Eppure, anche la tigre più astuta ha i suoi momenti di disattenzione. In un'occasione, il reparto vendite aveva appena ottenuto una serie di progetti. Essendo per natura intrepido e schietto, facevo notare qualsiasi errore commesso dai colleghi del nostro reparto. Una volta il nostro supervisore aveva commesso un errore in una transazione ed era stato corretto da me.In un'altra occasione, il capo era estremamente fiducioso riguardo a un particolare prodotto. Aveva in programma di volare a Pechino la settimana successiva per firmare un ordine all'ingrosso con il fornitore. Durante la riunione di analisi preliminare, espose il suo punto di vista e tutti annuirono in segno di approvazione. In quel momento, mi alzai in piedi, con il viso arrossato, ed espressi il mio dissenso. Sostenni che il prezzo di quel prodotto avrebbe potuto scendere nella seconda metà dell'anno e che la domanda di mercato avrebbe potuto non essere sostanziale. Questo punto di vista era in netto contrasto con le previsioni di mercato del capo.Dopo un attimo di silenzio sbalordito, tutti si schierarono chiaramente dalla parte del capo, quasi indicandomi e dichiarando: "Cosa ne sa questo novellino!". In seguito, mi recai più volte nell'ufficio del capo per sconsigliargli di firmare questo importante contratto, avvertendolo che avrebbe gravemente indebolito l'azienda. Ogni volta venivo rimproverato e accompagnato fuori dal capo e da diversi vicedirettori. Quando il capo e il suo entourage volarono a Pechino per firmare il contratto, mi dimisi.

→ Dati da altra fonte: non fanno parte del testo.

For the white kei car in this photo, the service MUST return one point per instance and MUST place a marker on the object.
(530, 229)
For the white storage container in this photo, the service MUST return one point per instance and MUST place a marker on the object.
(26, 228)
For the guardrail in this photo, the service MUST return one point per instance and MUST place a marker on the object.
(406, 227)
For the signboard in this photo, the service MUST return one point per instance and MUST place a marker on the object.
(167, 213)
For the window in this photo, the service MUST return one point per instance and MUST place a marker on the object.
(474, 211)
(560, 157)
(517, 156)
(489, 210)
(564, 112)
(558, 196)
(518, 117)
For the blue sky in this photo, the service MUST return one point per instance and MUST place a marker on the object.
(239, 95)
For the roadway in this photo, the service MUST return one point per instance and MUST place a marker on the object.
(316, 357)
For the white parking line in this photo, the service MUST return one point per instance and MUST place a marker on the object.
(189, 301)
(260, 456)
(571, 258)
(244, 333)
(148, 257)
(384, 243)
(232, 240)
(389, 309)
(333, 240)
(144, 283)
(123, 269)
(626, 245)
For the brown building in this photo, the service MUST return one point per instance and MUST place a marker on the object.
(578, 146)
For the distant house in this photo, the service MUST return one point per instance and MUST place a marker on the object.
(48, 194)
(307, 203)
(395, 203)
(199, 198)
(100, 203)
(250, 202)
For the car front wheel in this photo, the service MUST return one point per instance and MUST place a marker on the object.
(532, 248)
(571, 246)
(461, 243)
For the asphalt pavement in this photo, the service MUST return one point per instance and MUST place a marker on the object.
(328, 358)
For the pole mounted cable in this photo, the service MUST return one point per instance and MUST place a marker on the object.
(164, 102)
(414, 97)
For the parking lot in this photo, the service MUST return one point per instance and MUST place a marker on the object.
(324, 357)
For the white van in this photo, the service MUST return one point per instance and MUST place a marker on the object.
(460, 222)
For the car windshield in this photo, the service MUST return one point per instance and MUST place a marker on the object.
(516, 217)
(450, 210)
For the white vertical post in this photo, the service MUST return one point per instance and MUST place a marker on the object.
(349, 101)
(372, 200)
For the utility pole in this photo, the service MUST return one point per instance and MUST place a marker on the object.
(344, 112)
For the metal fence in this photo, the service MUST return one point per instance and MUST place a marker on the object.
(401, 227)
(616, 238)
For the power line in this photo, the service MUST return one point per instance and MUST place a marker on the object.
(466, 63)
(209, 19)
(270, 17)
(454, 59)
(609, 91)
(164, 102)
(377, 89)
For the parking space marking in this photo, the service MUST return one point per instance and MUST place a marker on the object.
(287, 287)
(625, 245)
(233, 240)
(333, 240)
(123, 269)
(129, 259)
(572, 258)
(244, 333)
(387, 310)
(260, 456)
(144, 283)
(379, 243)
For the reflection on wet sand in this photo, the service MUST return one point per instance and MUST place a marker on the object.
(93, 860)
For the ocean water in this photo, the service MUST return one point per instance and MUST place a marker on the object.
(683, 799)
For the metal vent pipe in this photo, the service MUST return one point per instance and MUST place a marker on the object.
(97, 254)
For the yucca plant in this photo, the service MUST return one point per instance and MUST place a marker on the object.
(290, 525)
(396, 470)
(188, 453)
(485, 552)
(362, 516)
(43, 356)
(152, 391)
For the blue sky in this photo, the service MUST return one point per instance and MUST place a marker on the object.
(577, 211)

Sei mesi dopo, il mercato ha effettivamente subito un crollo, dimostrando che le parole di questo "principiante" erano corrette. Il capo ha subito perdite per un totale di oltre dieci milioni di yuan, sia dirette che indirette. A questo punto, i vicedirettori che lo circondavano, avendo imparato una dura lezione dal mercato, non hanno osato dire una parola. Il capo ha rimuginato a lungo. Quando finalmente è tornato in sé, ha dato un ordine al dipartimento: con ogni mezzo necessario, riportate indietro questo "principiante".Alla fine, due vicedirettori setacciarono la città alla ricerca della mia traccia e scoprirono che mi ero trasferito a Shenzhen. Il giorno dopo volarono lì e mi rintracciarono in una grande azienda. Quando mi spiegarono il motivo della loro visita, provai una fitta di nostalgia per il mio ex datore di lavoro. Inoltre, mia moglie e i miei figli non volevano che lavorassi lontano da casa. Al mio ritorno, il capo mi nominò vicedirettore esecutivo.
Da quel momento in poi, ogni volta che nuovi dipendenti entravano in azienda, la spiegazione del capo sulla lealtà cambiò completamente. Diceva loro: "I dipendenti che lottano per i profitti dell'azienda sul mercato dimostrano la massima lealtà. Non trattate mai il capo come una sorta di 'dio'". In quel momento, sorridevamo tutti con complicità alla saggezza del capo.